Gloria Richardson, Southern Civil Rights Leader: Most of the people that we were organizing had heard also of Malcolm and that— and respected him and listened to him. And yet, looking at the picture, I can't help but feel like Malcolm knew someone always had an eye on him—be it through a camera lens or past a curtain—and always would. They accepted the young champion into the Nation of Islam and announced his new name, Muhammad Ali, at their annual convention on Savior's Day. Kim Kardashian Doja Cat Iggy Azalea Anya Taylor-Joy Jamie Lee Curtis Natalie Portman Henry Cavill Millie Bobby Brown Tom Hiddleston Keanu Reeves.
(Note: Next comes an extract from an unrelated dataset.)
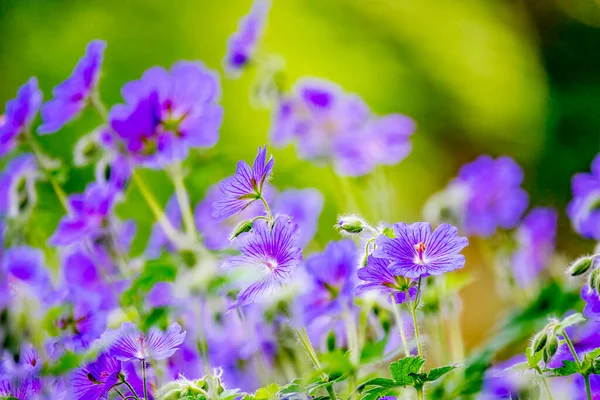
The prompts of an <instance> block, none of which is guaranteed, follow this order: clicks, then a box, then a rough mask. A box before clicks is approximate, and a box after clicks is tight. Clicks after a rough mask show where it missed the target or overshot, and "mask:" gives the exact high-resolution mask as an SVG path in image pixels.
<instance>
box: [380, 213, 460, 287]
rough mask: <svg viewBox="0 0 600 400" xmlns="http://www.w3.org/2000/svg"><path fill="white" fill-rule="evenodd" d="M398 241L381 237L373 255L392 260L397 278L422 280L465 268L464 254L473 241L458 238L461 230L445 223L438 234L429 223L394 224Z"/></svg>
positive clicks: (394, 226)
Apologies again to his family. I say, "You can see things, but you don't want to see it, so you just blot it out in your mind. " I'm thankful for the legacy of authenticity Mr. Charles has left and will be forever inspired by his work and dedication to the communities he has served. Malcolm would later take New York City to court and win the largest police brutality settlement in the city's history. Book Notes: Journalists Follow Their Passions.
Malcolm also lost other relatives to violence, including an uncle he said was lynched. And I recall reading their language and I said to myself, "They're trying to get him killed. The metal had in fact become so old and rusted that tugging on the pull-string would cause the whole contraption to come down.